Een stukje terug naar het zuiden zou nog het Onafhankelijkheidsmuseum moeten liggen. Op de heenweg was ik er ook al langs gelopen maar zag de ingang niet. Hier blijkt het kaartje uit mijn reisgids helemaal niet te kloppen: niet getekend maar historisch belangrijk heb je hier de Alte Feste. Dit was de eerste vesting die de Duitsers bouwden in deze streek en waar omheen zich Windhoek heeft ontwikkeld. De vesting is nu een dependance van het Nationaal Museum (en helaas dus ook gesloten). Het valt tegenwoordig een beetje weg tussen de modernere gebouwen, maar op een oude foto die ik even later in het Onafhankelijkheidsmuseum tegenkom kun je zien hoe imposant het vroeger was.
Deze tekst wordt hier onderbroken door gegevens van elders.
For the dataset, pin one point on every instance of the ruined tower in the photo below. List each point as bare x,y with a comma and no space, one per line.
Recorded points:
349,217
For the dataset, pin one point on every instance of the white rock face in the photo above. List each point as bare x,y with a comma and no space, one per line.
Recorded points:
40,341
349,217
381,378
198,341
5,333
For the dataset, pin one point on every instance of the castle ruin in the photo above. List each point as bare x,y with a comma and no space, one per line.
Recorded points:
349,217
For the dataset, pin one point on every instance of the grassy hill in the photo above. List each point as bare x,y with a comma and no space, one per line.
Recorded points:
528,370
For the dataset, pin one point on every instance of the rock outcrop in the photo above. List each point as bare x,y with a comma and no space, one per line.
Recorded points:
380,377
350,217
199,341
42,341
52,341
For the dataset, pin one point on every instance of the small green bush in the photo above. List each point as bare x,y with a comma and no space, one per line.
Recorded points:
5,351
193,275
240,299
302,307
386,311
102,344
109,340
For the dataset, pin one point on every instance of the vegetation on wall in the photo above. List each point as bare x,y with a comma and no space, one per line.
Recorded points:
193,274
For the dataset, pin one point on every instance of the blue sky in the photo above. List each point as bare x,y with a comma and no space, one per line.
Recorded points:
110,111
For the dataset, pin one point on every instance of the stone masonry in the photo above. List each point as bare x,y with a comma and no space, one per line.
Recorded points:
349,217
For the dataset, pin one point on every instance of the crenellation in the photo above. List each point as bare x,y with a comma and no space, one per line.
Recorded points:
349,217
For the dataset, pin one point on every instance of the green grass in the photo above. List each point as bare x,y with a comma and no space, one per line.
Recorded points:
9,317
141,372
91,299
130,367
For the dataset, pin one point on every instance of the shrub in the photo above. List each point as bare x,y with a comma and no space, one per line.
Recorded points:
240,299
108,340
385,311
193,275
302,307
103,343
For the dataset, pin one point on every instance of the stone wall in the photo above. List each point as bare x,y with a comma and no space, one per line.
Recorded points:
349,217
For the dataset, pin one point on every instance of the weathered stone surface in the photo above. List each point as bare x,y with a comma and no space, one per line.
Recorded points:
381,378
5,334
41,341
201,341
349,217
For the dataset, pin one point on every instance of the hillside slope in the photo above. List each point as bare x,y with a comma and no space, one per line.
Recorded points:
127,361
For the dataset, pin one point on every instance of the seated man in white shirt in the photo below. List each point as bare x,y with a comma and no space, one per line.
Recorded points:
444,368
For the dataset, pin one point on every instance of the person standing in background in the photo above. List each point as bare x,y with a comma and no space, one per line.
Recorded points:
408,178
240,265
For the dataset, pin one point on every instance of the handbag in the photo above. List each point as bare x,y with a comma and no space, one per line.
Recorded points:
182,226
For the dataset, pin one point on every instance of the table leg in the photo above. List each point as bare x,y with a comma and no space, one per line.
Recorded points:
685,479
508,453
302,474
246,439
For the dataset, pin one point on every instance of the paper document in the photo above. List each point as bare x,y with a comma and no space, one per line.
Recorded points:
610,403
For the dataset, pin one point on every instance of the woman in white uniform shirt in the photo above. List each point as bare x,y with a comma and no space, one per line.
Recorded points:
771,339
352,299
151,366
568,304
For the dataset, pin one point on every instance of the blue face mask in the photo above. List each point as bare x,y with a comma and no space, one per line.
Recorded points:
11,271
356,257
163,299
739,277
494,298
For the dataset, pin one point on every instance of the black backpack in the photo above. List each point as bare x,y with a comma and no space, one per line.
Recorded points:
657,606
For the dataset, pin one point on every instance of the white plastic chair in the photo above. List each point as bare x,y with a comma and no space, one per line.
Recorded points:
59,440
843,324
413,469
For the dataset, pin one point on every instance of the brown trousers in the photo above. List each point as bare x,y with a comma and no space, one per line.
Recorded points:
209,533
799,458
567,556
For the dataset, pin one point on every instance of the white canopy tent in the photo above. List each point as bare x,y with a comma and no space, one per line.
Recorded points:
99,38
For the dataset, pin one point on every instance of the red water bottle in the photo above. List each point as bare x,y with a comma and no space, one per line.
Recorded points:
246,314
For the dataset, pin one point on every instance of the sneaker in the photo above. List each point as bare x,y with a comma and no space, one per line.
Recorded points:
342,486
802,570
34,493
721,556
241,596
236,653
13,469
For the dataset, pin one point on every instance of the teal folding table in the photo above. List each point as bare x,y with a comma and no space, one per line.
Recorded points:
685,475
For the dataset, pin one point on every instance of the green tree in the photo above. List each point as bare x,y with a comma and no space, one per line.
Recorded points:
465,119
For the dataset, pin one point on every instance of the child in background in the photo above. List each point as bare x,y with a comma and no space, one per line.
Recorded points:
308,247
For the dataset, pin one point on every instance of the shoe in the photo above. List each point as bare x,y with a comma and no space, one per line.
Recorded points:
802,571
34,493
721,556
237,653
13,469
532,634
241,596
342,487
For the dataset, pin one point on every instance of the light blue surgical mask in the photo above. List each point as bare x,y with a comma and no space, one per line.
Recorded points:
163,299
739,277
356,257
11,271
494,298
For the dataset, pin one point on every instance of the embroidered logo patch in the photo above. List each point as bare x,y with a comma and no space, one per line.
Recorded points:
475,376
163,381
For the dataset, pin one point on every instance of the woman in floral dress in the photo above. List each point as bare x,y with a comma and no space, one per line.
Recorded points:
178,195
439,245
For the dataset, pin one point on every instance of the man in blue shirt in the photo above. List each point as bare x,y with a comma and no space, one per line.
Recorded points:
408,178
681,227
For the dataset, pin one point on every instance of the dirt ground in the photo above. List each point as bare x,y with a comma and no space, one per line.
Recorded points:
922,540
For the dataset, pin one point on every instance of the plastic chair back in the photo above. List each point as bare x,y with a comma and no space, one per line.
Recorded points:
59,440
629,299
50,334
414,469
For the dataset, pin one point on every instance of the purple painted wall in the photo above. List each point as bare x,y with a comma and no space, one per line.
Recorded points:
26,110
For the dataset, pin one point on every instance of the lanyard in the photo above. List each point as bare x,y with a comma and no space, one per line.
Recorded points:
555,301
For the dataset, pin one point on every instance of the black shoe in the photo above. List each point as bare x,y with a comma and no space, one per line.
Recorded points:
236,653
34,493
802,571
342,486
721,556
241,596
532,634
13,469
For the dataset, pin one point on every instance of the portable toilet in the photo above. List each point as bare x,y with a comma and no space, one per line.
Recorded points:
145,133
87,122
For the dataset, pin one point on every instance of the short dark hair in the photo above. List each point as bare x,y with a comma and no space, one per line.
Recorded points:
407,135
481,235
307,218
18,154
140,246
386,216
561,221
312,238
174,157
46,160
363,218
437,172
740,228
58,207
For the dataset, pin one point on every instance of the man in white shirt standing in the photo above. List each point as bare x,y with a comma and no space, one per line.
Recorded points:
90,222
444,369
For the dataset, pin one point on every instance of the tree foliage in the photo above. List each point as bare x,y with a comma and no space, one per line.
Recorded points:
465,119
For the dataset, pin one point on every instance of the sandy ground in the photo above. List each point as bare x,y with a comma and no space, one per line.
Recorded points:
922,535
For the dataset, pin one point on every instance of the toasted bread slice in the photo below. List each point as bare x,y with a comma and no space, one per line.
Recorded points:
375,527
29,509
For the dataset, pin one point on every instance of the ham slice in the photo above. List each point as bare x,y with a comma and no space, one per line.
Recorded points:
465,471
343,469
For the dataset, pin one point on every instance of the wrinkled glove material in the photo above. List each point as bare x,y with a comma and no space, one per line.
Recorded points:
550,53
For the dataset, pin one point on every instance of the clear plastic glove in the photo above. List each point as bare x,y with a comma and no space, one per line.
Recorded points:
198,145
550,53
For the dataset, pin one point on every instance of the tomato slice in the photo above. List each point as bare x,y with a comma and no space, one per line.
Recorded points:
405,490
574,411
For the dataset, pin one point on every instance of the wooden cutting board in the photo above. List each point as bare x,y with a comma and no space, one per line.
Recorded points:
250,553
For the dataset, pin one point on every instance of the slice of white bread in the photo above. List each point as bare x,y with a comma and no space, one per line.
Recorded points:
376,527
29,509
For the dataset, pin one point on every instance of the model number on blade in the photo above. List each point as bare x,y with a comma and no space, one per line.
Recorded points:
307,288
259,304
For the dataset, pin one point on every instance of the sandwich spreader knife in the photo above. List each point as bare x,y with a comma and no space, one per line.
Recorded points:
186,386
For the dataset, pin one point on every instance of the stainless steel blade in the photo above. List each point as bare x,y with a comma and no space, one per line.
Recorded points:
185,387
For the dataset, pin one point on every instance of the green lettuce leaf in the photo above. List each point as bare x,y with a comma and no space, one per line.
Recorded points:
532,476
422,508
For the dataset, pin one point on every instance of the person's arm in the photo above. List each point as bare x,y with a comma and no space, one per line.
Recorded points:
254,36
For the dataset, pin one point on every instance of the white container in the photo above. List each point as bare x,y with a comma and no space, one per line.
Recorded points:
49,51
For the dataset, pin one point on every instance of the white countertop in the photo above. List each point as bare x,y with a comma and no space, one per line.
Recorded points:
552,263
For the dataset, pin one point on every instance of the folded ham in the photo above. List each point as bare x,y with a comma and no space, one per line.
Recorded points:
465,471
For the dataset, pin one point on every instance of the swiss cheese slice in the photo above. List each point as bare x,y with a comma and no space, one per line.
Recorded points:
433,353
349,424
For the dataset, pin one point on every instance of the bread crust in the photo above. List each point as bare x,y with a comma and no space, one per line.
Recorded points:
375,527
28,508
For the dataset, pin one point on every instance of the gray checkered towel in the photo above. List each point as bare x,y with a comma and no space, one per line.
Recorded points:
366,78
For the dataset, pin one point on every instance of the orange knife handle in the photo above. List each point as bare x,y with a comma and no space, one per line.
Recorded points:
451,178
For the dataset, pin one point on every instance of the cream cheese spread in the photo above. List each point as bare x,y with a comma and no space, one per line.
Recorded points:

De Alte Feste, het oudste fort van Windhoek, anno 2017

En dat zelfde fort aan het begin van de 20ste eeuw
Het Onafhankelijkheidsmuseum blijkt te zitten in de hoge moderne toren die naast het oude fort staat. Toegang is gratis. Met de lift kun je drie verdiepingen aandoen waarin de strijd voor Namibische onafhankelijkheid wordt weergegeven. Je krijgt er spontaan communistische deja vu-gevoelens bij. Dat komt dan vooral door die prachtige panoramaschilderingen met massa’s strijders en arbeiders. En misschien wel ook door die foto’s bij de ingang van de eerste Namibische president Nujoma met zijn ambtgenoten uit Noord-Korea en China. Later lees ik dat het protserige gebouw zelf ontworpen en gebouwd is in sociaal-realistische stijl door een Noord-Koreaanse firma!

Sociaal-realistische glorie in het Onafhankelijkheidsmuseum
Ik sluit mijn wandeling door de stad af in meer kapitalistische sferen. In de Post Street Mall lunch ik bij een oude favoriet uit Zuid-Afrika: het visrestaurant Ocean Basket. Je hebt er vanaf het terras uitzicht op fragmenten van een meteoriet, die in de oudheid bij het Namibische plaatsje Gibeon is neergekomen en nu hier worden tentoongesteld.